Om te bepalen of datumparameters van invloed zijn op de afgelegde afstand, moeten we de relatie analyseren tussen verschillende datumkenmerken (zoals dag van de week, maand, seizoen) en de afgelegde afstand tijdens ritten.

In [34]:
## SQL query to analyze the impact of date parameters on ride distance (or duration in this case)
distance_analysis_query = spark.sql("""
WITH detailed_rides AS (
    SELECT 
        fr.rideSK,
        fr.ride_duration,
        dd.dateSK,
        date_format(dd.calendarDate, 'EEEE') as day_of_week,
        date_format(dd.calendarDate, 'MMMM') as month,
        CASE
          WHEN month(dd.calendarDate) IN (12, 1, 2) THEN 'Winter'
          WHEN month(dd.calendarDate) IN (3, 4, 5) THEN 'Spring'
          WHEN month(dd.calendarDate) IN (6, 7, 8) THEN 'Summer'
          WHEN month(dd.calendarDate) IN (9, 10, 11) THEN 'Autumn'
        END as season
    FROM factRide fr
    LEFT JOIN dimDate dd ON fr.dateSK = dd.dateSK
)
SELECT 
    day_of_week,
    month,
    season,
    AVG(ride_duration) as avg_ride_duration
FROM detailed_rides
GROUP BY day_of_week, month, season
ORDER BY avg_ride_duration DESC
""")

# Show the result
df_distance_analysis = distance_analysis_query.show(10)

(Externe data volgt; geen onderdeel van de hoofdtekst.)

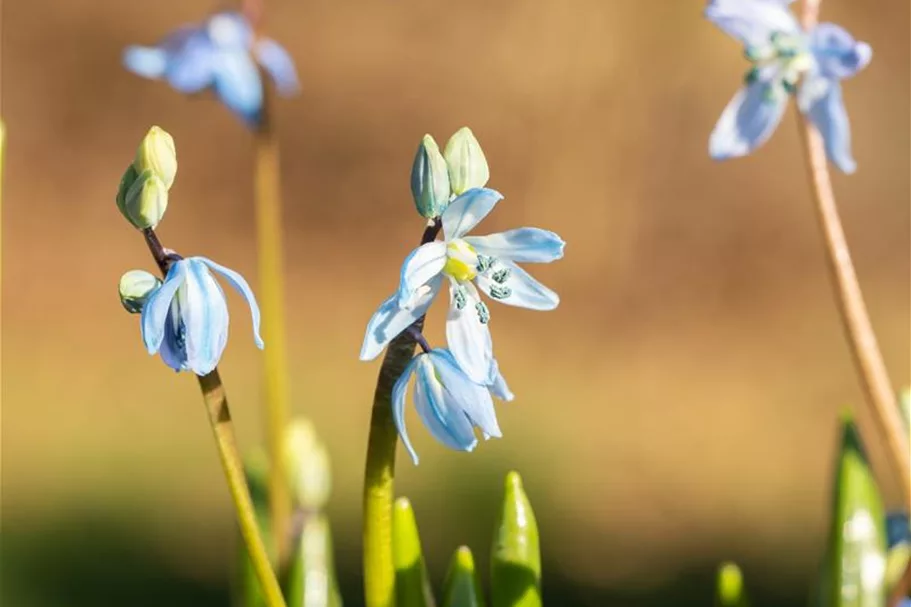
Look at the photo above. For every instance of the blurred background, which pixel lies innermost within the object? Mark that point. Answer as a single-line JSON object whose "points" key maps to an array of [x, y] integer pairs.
{"points": [[679, 408]]}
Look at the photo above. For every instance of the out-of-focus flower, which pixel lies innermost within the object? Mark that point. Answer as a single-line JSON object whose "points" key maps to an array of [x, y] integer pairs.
{"points": [[786, 60], [135, 287], [449, 403], [185, 320], [470, 264], [221, 53]]}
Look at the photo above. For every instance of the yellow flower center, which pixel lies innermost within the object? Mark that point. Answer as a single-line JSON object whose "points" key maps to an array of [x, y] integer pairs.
{"points": [[461, 261]]}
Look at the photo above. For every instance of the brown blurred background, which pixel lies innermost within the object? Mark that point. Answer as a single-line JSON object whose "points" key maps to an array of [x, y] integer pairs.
{"points": [[677, 409]]}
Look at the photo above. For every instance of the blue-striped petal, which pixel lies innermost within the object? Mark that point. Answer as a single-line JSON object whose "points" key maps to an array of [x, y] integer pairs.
{"points": [[837, 54], [204, 313], [278, 64], [420, 267], [390, 319], [241, 286], [523, 244], [752, 22], [398, 406], [158, 305], [523, 290], [467, 210], [748, 120]]}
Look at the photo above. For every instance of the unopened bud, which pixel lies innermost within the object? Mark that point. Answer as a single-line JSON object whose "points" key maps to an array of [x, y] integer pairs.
{"points": [[466, 162], [135, 288], [157, 153], [430, 179]]}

#De gegevens geven aan dat ritten doorgaans langer duren in de herfstmaanden september en oktober en de zomermaand augustus. Dit suggereert dat datumparameters, met name specifieke maanden en seizoenen, wel degelijk invloed hebben op de afgelegde afstand.

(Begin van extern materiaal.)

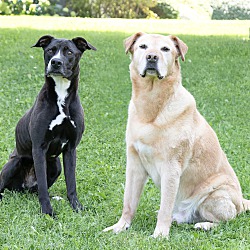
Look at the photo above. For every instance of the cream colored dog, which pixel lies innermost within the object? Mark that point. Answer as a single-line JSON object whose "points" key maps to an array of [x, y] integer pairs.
{"points": [[168, 140]]}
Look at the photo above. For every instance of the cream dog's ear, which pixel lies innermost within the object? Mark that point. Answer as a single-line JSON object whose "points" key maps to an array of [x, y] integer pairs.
{"points": [[130, 41], [181, 47]]}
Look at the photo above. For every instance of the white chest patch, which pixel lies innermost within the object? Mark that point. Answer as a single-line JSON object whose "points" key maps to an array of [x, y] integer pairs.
{"points": [[61, 87]]}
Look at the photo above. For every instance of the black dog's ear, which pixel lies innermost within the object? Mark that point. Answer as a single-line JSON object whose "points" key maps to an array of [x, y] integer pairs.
{"points": [[44, 41], [82, 44]]}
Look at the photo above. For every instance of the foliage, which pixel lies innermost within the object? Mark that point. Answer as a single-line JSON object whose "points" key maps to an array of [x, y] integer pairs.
{"points": [[163, 9], [230, 10], [110, 8], [216, 72], [33, 7]]}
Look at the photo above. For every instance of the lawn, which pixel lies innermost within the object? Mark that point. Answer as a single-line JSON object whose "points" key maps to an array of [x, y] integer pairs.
{"points": [[216, 72]]}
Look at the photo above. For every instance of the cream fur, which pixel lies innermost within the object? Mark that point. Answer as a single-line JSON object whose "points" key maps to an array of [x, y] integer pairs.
{"points": [[168, 140]]}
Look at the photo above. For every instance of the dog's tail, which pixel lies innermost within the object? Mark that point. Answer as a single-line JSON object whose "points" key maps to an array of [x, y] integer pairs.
{"points": [[246, 205]]}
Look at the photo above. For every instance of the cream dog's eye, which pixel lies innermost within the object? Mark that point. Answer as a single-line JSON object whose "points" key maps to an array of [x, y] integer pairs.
{"points": [[143, 46], [165, 49]]}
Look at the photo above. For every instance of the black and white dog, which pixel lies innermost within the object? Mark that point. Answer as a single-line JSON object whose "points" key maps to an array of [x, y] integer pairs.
{"points": [[54, 125]]}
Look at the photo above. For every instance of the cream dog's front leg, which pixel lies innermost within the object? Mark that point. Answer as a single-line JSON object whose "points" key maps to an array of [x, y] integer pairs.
{"points": [[136, 177], [170, 178]]}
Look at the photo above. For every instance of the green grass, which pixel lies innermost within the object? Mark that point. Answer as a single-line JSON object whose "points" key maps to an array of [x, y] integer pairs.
{"points": [[216, 72]]}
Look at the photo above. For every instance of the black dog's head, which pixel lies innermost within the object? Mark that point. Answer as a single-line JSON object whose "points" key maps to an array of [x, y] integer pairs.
{"points": [[62, 56]]}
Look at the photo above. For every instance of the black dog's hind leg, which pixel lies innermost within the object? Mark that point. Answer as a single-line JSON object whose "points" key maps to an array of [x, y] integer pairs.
{"points": [[54, 169], [10, 176]]}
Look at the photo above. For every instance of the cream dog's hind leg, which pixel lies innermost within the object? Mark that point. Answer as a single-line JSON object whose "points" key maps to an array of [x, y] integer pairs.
{"points": [[217, 207]]}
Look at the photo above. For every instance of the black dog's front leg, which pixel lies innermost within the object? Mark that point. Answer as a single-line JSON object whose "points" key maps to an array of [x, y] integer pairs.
{"points": [[69, 163], [41, 175]]}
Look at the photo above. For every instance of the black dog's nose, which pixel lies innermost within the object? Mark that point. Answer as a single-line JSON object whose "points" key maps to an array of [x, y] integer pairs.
{"points": [[152, 58], [56, 63]]}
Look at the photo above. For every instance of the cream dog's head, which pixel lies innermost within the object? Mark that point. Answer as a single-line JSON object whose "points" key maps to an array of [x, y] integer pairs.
{"points": [[154, 55]]}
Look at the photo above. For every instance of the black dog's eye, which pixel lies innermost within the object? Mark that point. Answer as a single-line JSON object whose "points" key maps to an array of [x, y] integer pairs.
{"points": [[143, 46], [165, 49], [69, 52]]}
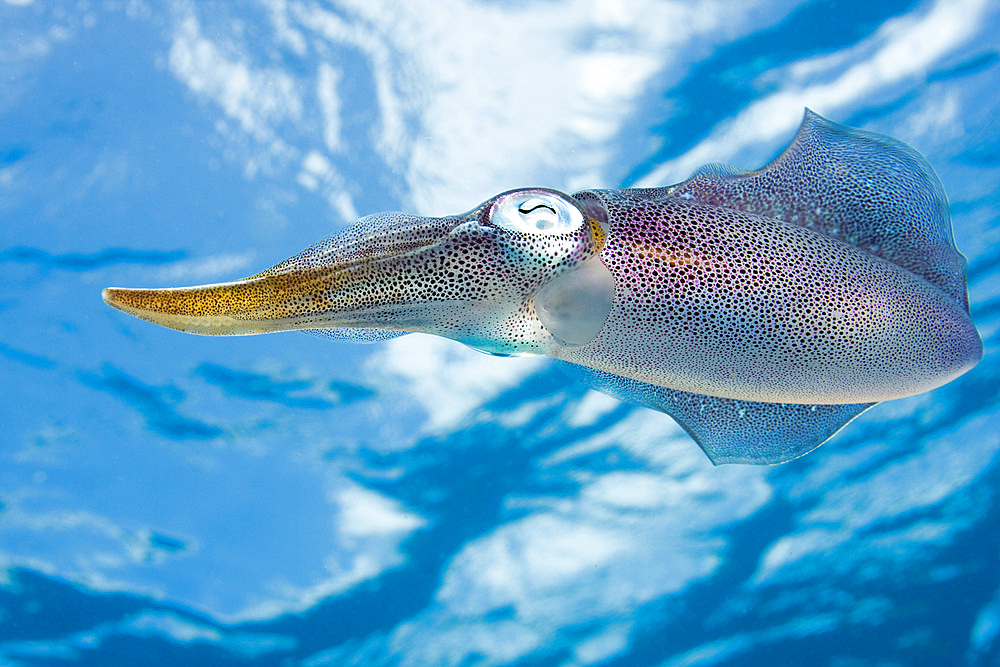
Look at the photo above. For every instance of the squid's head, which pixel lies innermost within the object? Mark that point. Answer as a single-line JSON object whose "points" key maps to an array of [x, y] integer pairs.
{"points": [[520, 274]]}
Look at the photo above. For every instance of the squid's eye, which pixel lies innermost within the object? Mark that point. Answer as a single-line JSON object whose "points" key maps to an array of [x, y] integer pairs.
{"points": [[536, 212]]}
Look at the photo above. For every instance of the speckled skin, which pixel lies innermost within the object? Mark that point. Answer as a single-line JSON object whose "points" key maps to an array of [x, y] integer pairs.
{"points": [[762, 310], [726, 303]]}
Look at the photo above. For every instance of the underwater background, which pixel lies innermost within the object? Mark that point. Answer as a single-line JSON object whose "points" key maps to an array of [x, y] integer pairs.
{"points": [[169, 499]]}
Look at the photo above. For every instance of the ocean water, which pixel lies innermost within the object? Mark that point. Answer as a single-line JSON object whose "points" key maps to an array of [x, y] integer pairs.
{"points": [[281, 499]]}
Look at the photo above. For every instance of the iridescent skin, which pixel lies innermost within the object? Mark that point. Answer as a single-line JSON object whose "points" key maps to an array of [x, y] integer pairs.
{"points": [[762, 310]]}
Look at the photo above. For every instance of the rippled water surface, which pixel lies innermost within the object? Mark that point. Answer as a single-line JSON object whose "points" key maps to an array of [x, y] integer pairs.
{"points": [[171, 499]]}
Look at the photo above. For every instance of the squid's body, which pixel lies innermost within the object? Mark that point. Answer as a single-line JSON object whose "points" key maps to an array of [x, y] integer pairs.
{"points": [[763, 310]]}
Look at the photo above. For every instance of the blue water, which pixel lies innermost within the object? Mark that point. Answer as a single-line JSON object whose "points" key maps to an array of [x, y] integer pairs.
{"points": [[281, 499]]}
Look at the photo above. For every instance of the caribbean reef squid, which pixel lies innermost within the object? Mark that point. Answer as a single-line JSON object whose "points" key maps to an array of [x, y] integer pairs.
{"points": [[762, 310]]}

+-----------+---------+------+-----------------+
|day_of_week|    month|season|avg_ride_duration|
+-----------+---------+------+-----------------+
|   Saturday|September|Autumn|608.4465562810946|
|  Wednesday|     July|Summer|604.3780098105066|
|     Monday|September|Autumn|601.8979079497908|
|    Tuesday|  October|Autumn| 601.441706186041|
|     Friday|  October|Autumn| 600.796260396473|
|   Thursday|September|Autumn|598.7352161355997|
|    Tuesday|     June|Summer|598.7132004936556|
|     Sunday|  October|Autumn|597.8110277412412|
|     Sunday|September|Autumn|596.7837614391196|
|    Tuesday| December|Winter|596.5815187431092|
+-----------+---------+------+-----------------+
only showing top 10 rows



## Heeft weer invloed op ritten?

In [35]:
# SQL query to analyze the impact of weather on rides, filtering out negative durations
weather_analysis_query = spark.sql("""
WITH weather_rides AS (
    SELECT
        fr.rideSK,
        fr.ride_duration,
        dw.temperature_condition,
        dw.weather_condition
    FROM factRide fr
    JOIN dimWeather dw ON fr.weatherSK = dw.weatherSK
    WHERE fr.ride_duration >= 0
)
SELECT
    temperature_condition, 
    weather_condition, 
    COUNT(rideSK) AS rides_per_weather, 
    AVG(ride_duration) AS avg_duration_per_weather
FROM weather_rides
GROUP BY
    temperature_condition, weather_condition
ORDER BY avg_duration_per_weather DESC
""")

# Show the result
df_weather_analysis = weather_analysis_query.show()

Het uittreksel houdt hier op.